Значит, не только мой отец, но и все мы придаем слишком большое значение мысли о том, что существует центр мира. А между тем именно доверие запирает нас на долгие годы в комнате, чтобы писать книги; это вера в то, что однажды то, что мы пишем, будут читать и поймут, вера в то, что все люди на земле одинаковые. Я много раз испытывал чувства любви и ненависти к Западу, которые ощущал в себе Достоевский. Но самое главное, чему я у него научился и что является для меня основным источником оптимизма, — это другой мир, который он создал по ту сторону любви и ненависти.

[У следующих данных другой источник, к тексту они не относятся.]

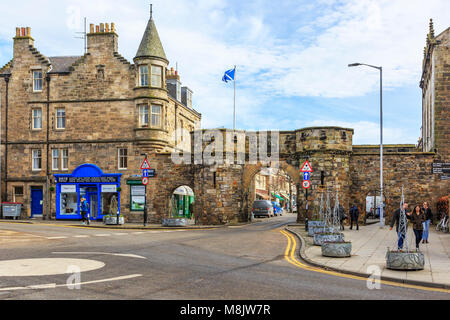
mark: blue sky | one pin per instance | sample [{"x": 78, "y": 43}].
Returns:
[{"x": 291, "y": 56}]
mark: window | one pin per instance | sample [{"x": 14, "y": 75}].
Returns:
[
  {"x": 60, "y": 118},
  {"x": 189, "y": 99},
  {"x": 37, "y": 80},
  {"x": 65, "y": 159},
  {"x": 143, "y": 115},
  {"x": 37, "y": 159},
  {"x": 18, "y": 194},
  {"x": 156, "y": 76},
  {"x": 55, "y": 159},
  {"x": 123, "y": 158},
  {"x": 143, "y": 76},
  {"x": 36, "y": 120},
  {"x": 60, "y": 156}
]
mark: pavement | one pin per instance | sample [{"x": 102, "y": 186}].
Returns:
[
  {"x": 100, "y": 224},
  {"x": 369, "y": 246}
]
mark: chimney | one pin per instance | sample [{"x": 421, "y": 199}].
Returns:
[
  {"x": 102, "y": 39},
  {"x": 22, "y": 40}
]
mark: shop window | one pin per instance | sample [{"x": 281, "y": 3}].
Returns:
[
  {"x": 143, "y": 115},
  {"x": 109, "y": 200},
  {"x": 36, "y": 120},
  {"x": 37, "y": 80},
  {"x": 137, "y": 198},
  {"x": 123, "y": 158},
  {"x": 68, "y": 200},
  {"x": 143, "y": 76},
  {"x": 37, "y": 159},
  {"x": 60, "y": 118},
  {"x": 156, "y": 76},
  {"x": 156, "y": 116},
  {"x": 18, "y": 194}
]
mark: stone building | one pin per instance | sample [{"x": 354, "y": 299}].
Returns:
[
  {"x": 62, "y": 112},
  {"x": 98, "y": 109}
]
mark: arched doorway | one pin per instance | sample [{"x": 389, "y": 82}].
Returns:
[{"x": 181, "y": 203}]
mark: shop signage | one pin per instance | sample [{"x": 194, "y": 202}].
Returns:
[
  {"x": 109, "y": 188},
  {"x": 68, "y": 188},
  {"x": 113, "y": 179}
]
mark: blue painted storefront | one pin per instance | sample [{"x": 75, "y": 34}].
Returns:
[{"x": 87, "y": 181}]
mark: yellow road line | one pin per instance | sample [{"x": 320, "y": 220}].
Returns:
[{"x": 290, "y": 257}]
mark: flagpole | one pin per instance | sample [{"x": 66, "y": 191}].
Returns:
[{"x": 234, "y": 105}]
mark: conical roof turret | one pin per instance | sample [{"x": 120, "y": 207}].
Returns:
[{"x": 151, "y": 44}]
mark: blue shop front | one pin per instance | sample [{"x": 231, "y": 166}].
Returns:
[{"x": 87, "y": 181}]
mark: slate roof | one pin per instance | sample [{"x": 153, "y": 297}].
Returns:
[{"x": 151, "y": 44}]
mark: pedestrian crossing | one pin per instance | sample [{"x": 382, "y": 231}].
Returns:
[{"x": 104, "y": 235}]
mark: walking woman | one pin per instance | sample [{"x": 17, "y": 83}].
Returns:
[
  {"x": 417, "y": 217},
  {"x": 426, "y": 224}
]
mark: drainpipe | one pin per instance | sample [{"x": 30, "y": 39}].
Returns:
[
  {"x": 47, "y": 200},
  {"x": 3, "y": 195}
]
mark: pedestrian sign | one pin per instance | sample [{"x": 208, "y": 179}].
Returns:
[
  {"x": 306, "y": 184},
  {"x": 306, "y": 167},
  {"x": 145, "y": 165}
]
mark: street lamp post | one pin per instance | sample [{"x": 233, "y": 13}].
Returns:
[{"x": 381, "y": 136}]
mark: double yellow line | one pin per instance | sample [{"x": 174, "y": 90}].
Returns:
[{"x": 289, "y": 255}]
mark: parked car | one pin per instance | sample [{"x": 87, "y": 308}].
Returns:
[{"x": 262, "y": 208}]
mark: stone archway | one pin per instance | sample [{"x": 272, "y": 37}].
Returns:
[{"x": 248, "y": 176}]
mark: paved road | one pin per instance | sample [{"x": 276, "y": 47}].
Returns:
[{"x": 245, "y": 262}]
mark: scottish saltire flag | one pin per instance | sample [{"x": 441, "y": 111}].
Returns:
[{"x": 229, "y": 75}]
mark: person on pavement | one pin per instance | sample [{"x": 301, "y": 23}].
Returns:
[
  {"x": 84, "y": 206},
  {"x": 417, "y": 218},
  {"x": 342, "y": 216},
  {"x": 426, "y": 225},
  {"x": 354, "y": 215},
  {"x": 396, "y": 220}
]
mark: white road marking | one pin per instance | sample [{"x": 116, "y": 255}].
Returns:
[
  {"x": 53, "y": 285},
  {"x": 130, "y": 255}
]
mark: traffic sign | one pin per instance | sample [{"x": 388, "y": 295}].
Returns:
[
  {"x": 145, "y": 165},
  {"x": 306, "y": 167}
]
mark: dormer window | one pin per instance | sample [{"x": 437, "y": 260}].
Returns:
[
  {"x": 37, "y": 80},
  {"x": 143, "y": 76},
  {"x": 156, "y": 76}
]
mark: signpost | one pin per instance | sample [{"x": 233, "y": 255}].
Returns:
[{"x": 306, "y": 169}]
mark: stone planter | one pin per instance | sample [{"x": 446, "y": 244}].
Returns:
[
  {"x": 398, "y": 260},
  {"x": 337, "y": 249},
  {"x": 113, "y": 220},
  {"x": 314, "y": 230},
  {"x": 320, "y": 238},
  {"x": 174, "y": 222},
  {"x": 316, "y": 223}
]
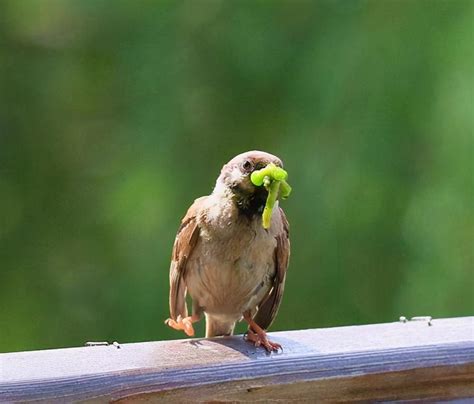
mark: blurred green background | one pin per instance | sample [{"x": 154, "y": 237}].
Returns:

Все писатели знают: мир, который мы с надеждой создаем годами, пока пишем книги, в конце концов перемещается куда-то совершенно в другое место. От стола, за которым сидим, мы добираемся до совершенно другого мира, по ту сторону нашей грусти и гнева. Разве не мог мой отец добраться до такого мира? Этот мир, до которого добираются после долгого путешествия, дарит нам ощущение чуда, совсем как остров, медленно появившийся перед нами после долгого морского путешествия. Или же это похоже на то, что чувствовали западные путешественники, когда рано утром, когда расходился туман, видели Стамбул, к которому они подошли с юга на корабле. В конце долгого путешествия, в которое они отправлялись с надеждой и любопытством, возникал город с мечетями, минаретами, домами, улицами, холмами, мостами, возникал новый, чарующий мир. Человеку сразу хочется оказаться в этом мире, внезапно появившемся перед ним, и исчезнуть в нем, совсем как читателю хочется исчезнуть в страницах книги. Конечно, мы решили писать, потому что нас гнетет чувство оторванности от мира, и, о чудо, мы открываем совершенно новый мир, который заставляет нас забыть эти чувства.
В противоположность тому, что я чувствовал в детстве или в молодости, теперь для меня центром мира является Стамбул. Не только потому, что я провел там почти всю жизнь, а потому, что я уже тридцать три года рассказываю о его людях, улицах, мостах, собаках, питьевых источниках, странных героях, лавочках, знакомых лицах, иностранцах, пугающих тенях, ночах и днях, отождествляя себя с каждым из них. Начиная с какого-то момента этот мир, который я себе представляю, начинает жить самостоятельной жизнью и становится гораздо более реальным в моем воображении, чем город, в котором я живу. И тогда все люди и улицы, вещи и здания начинают словно разговаривать друг с другом, начинают создавать между собой связи, которые я прежде не смог почувствовать, и начинают жить словно не в моем воображении и книгах, а сами по себе. Этот мир, который я терпеливо воображаю, словно рою иголкой колодец, кажется мне тогда более реальным, чем все остальное.